Pretty simple, right?

What we want is the last message, which is the corrected markdown.

Now we saved the output of the runner in result, which is the final state.

We can extract the conversation as follows:

result.messages

We just need the last message:

corrected_markdown = result.messages[-1].content
print(corrected_markdown)

The result is (may vary depending on the LLM):

# PromptTrail

PromptTrail is a library to build a text generation agent with LLMs.

Great! We have built our first agent!

Here we have reviewed the core concepts of prompttrail.agent.

You may start using prompttrail.agent to build your own agent now!

Subroutines

Subroutines allow you to execute templates in an isolated session context with flexible strategies for session initialization and message handling.
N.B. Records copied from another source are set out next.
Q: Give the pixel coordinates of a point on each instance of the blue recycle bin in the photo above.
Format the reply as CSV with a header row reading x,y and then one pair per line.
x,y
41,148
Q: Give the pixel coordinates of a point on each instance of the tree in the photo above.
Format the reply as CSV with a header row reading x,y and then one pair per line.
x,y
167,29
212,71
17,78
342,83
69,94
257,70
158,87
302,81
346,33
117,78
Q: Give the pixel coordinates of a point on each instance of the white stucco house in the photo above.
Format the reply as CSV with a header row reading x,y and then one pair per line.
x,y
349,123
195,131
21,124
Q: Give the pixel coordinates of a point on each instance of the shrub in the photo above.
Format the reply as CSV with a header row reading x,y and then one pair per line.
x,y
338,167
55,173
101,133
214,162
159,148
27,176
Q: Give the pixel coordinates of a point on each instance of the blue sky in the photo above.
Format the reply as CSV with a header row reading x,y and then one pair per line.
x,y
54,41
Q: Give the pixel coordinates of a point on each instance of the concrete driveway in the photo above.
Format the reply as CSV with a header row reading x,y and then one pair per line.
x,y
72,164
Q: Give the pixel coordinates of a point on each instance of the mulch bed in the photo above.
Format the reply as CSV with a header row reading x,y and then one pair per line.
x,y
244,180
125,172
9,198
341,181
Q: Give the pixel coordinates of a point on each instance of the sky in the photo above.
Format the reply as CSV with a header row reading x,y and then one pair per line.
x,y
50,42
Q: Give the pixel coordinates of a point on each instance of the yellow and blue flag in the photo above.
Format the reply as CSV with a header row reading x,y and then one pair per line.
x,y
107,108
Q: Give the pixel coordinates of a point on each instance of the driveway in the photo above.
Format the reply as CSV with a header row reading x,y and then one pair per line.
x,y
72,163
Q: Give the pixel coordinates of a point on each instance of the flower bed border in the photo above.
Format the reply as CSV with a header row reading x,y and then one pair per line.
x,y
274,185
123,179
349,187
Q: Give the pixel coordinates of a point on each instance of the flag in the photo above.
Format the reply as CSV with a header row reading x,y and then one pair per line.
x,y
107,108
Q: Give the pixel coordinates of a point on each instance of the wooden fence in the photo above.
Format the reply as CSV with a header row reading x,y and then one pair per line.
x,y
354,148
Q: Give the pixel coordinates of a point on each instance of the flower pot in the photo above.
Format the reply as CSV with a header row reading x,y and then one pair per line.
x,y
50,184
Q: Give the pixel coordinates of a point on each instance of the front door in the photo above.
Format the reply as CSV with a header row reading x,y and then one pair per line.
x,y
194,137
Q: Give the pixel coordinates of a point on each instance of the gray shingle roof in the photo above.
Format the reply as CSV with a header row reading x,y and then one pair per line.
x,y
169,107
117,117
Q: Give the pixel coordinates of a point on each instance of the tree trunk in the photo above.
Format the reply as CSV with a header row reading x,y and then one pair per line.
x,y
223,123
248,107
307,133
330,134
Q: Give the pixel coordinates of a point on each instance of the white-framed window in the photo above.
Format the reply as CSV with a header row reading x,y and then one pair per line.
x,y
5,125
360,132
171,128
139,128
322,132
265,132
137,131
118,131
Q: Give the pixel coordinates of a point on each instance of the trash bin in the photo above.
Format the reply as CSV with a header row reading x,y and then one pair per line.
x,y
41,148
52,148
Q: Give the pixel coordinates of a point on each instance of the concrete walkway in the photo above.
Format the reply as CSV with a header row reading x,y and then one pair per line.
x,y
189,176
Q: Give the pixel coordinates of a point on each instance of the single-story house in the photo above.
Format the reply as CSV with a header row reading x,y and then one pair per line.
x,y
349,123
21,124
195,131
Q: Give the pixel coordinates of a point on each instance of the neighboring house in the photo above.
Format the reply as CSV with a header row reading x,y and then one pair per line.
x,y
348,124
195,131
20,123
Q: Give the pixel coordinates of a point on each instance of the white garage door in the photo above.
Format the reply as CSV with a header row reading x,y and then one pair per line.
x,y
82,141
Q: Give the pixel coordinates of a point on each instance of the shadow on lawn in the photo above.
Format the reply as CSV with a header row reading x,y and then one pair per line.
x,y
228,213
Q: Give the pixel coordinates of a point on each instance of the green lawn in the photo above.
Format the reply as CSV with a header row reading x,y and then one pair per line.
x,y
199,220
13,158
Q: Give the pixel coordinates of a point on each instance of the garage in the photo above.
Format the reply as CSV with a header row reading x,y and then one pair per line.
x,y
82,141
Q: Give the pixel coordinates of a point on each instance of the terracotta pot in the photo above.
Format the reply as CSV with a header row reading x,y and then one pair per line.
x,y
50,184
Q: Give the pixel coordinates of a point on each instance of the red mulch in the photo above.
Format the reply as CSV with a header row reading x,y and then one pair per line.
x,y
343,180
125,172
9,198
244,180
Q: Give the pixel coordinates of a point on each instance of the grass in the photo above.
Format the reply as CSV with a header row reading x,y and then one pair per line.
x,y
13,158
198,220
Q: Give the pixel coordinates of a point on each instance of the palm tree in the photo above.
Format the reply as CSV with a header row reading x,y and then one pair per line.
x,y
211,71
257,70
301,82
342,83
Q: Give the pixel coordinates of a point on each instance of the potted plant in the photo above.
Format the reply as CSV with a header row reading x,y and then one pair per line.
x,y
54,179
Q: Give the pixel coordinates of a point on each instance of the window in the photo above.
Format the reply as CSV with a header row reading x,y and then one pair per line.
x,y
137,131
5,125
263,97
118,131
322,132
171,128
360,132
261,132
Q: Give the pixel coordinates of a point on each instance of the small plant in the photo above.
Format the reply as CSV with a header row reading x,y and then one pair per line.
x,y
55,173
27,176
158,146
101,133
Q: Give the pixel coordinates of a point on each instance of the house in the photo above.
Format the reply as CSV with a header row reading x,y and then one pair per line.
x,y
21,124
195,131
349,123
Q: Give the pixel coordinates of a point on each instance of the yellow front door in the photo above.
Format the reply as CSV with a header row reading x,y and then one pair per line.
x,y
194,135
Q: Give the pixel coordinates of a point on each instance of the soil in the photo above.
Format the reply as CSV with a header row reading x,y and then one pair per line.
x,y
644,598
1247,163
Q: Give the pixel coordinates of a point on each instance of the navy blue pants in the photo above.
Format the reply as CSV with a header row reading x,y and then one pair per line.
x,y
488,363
This is particularly useful when you want to:

  • Break down complex tasks into smaller, manageable pieces

  • Isolate certain parts of the conversation

  • Reuse template logic across different agents

  • Control message inheritance and propagation

Session Initialization Strategies

When executing a subroutine, you can control how the session is initialized using various strategies:

from prompttrail.agent.session_init_strategy import (
    CleanSessionStrategy,
    InheritSystemStrategy,
    LastNMessagesStrategy,
    FilteredInheritStrategy,
)

# Start with a clean session
clean_strategy = CleanSessionStrategy()

# Inherit only system messages
system_strategy = InheritSystemStrategy()

# Keep last N messages from parent
last_n_strategy = LastNMessagesStrategy(n=3)

# Custom filtering of messages
def is_important(msg):
    return msg.metadata.get("importance", 0) > 0.5
filtered_strategy = FilteredInheritStrategy(filter_fn=is_important)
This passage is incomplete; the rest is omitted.